Thursday, 30 June 2016

Time for US to act in Syria

Civilians inspect a burnt car at a site hit by an airstrike in the rebel-controlled city of Idlib, Syria June 29, 2016. REUTERS/Ammar Abdullah

 "Left unchecked, Syria’s war will continue for another five to 10 years at least, with a full breakdown of the remaining national order. Syria will become a patchwork of villages ruled by competing warlords, without national institutions to govern and provide services. It will continue to export human suffering, refugees, and virulent ideologies like sectarianism and the Islamic State’s version of takfiri jihad.

 President Obama tried to steer a middle course, backing away from direct intervention, despite initially drawing a red line if Assad used chemical weapons. While seemingly every country with a finger in the Middle East has funneled weapons, trainers, or fighters into Syria, the United States has spent billions of dollars on humanitarian aid and has provided just enough military assistance to the armed opposition to prevent it from being wiped out. But it has studiously avoided any action that would topple Assad.

 Nearly a year ago, in September, Russia stepped into the void with a major military campaign to help Assad reclaim territory he had lost. Even Russia’s massive aid has failed to restore the regime’s position from a few years earlier, despite indiscriminate bombing of civilians in rebel-held areas and a systematic campaign to destroy hospitals, clinics, and other key infrastructure.

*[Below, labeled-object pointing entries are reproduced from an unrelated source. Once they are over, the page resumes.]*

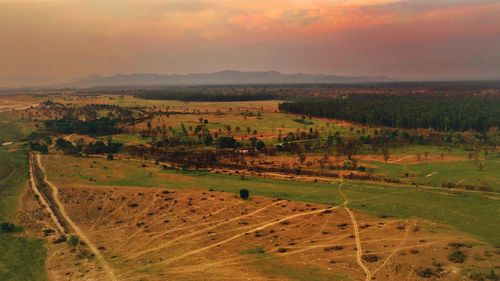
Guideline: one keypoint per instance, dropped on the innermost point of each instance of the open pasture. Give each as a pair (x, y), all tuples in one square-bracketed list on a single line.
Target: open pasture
[(204, 235)]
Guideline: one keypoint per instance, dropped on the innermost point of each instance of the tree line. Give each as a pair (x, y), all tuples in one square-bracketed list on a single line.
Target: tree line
[(205, 96), (458, 113), (70, 125)]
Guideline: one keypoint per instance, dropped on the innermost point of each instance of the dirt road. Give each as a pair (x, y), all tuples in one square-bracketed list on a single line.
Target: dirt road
[(81, 235)]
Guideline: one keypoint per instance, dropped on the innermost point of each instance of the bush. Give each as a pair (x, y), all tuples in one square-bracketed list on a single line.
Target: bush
[(457, 256), (7, 227), (73, 240), (244, 194), (227, 142)]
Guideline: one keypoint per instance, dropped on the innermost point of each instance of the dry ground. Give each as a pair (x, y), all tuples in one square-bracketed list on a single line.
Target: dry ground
[(158, 234)]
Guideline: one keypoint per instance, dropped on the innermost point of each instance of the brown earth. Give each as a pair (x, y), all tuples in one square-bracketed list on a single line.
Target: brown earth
[(158, 234)]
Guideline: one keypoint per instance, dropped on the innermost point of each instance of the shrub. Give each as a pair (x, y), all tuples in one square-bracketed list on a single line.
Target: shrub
[(244, 194), (7, 227), (457, 256), (73, 240), (227, 142)]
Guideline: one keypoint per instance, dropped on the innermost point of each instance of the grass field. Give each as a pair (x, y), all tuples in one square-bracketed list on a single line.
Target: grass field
[(473, 213), (21, 258), (435, 173)]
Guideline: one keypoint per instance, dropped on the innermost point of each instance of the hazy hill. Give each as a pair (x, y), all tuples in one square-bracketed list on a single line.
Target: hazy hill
[(217, 78)]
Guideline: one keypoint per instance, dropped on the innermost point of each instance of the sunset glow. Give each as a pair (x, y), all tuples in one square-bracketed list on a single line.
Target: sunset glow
[(57, 40)]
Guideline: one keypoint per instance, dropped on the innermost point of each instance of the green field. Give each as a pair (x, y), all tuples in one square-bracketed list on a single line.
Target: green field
[(21, 258), (474, 213), (435, 173)]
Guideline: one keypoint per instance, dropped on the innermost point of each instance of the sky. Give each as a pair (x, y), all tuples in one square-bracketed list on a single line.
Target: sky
[(44, 41)]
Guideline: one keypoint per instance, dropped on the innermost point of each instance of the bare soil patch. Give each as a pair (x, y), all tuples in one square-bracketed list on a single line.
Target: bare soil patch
[(158, 234)]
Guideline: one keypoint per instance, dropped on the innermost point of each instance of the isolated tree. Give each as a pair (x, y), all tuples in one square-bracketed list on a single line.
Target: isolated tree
[(244, 194), (226, 142), (208, 139), (260, 145), (385, 153), (73, 240)]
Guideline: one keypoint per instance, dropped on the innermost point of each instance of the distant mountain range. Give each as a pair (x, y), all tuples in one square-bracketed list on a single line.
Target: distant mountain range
[(226, 77)]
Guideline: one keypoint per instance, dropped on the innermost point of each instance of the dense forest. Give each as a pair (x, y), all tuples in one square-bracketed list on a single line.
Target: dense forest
[(69, 125), (459, 113)]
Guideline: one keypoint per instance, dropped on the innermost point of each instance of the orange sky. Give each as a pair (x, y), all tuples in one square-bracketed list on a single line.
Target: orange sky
[(56, 40)]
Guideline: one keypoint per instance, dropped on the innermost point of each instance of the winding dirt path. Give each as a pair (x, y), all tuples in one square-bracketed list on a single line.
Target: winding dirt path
[(77, 230), (359, 250)]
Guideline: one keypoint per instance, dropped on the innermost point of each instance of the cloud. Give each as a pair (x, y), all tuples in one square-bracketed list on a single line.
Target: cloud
[(66, 38)]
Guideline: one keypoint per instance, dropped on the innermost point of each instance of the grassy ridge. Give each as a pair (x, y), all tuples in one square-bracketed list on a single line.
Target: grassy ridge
[(436, 173), (474, 213), (21, 258)]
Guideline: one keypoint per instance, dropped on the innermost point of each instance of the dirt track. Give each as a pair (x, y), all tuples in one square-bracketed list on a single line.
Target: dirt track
[(75, 228)]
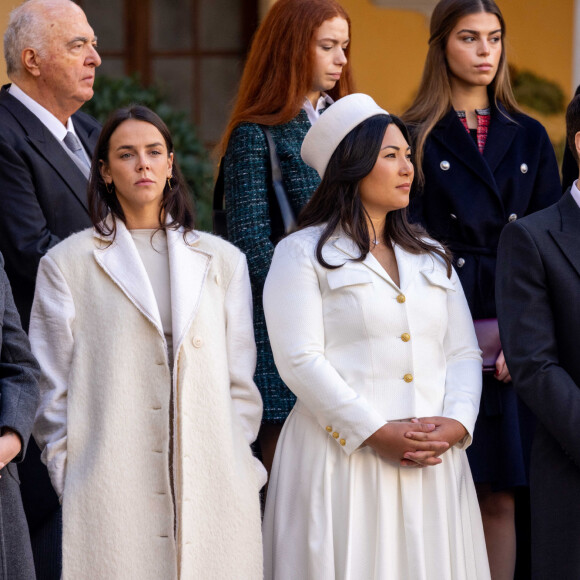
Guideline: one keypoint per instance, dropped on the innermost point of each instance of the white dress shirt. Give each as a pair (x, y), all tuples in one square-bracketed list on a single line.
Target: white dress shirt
[(57, 129), (314, 112)]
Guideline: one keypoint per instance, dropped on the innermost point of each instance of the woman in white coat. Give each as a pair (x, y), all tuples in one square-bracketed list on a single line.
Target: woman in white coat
[(370, 329), (143, 329)]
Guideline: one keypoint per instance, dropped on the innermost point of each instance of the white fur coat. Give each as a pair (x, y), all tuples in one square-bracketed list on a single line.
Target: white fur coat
[(104, 420)]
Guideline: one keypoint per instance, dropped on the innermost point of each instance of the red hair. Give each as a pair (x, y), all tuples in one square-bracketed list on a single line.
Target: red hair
[(280, 65)]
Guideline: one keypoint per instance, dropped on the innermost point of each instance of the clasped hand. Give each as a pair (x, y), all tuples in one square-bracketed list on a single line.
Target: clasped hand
[(10, 446), (417, 443)]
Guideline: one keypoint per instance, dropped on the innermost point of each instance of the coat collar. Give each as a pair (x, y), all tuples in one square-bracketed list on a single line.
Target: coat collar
[(451, 134), (42, 140), (408, 264), (188, 267), (567, 237)]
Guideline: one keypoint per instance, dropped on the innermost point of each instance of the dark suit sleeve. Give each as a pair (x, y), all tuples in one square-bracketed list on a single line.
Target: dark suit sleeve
[(528, 337), (19, 371), (25, 235)]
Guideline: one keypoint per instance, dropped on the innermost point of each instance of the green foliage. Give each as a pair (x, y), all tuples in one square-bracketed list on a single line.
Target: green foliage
[(537, 92), (113, 93)]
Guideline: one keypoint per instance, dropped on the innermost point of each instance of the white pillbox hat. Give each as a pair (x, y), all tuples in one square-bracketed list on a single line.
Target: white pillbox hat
[(333, 126)]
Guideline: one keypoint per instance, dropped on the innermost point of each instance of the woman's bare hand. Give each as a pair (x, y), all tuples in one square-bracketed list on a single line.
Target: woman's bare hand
[(448, 430), (501, 371), (10, 446), (390, 442)]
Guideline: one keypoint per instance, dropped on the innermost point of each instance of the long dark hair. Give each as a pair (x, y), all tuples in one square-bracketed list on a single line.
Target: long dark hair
[(433, 100), (337, 202), (176, 200)]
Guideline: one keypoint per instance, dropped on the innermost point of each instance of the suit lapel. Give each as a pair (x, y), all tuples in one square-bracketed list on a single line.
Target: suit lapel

 Furthermore, the United Nations has strained under the pressure of the Syria conflict, which officials describe as the greatest challenge in the UN’s history. UN officials have chosen to partner with Assad’s government, allowing it to block access to areas inhabited by rebel supporters. As a result, the supposedly impartial UN has become party to starvation and siege tactics employed by the government to force rebel communities to surrender.

 Even with a history of failure and seemingly endless complications of future engagement, America can still positively shape the situation. It’s time for more action — humanitarian, military, and political — in order to reduce the catastrophic human toll, contain the strategic fallout, and reduce the chance of Syria becoming a fully failed state.

 If we stay on the same course, Syria is guaranteed to collapse with even more of the toxic consequences we’re already suffering — the Islamic State, refugee flows, violence spreading into neighboring countries that are allies. It might already be too late to prevent a full meltdown, but if the United States doesn’t try to stave off the collapse, a vacuum is guaranteed."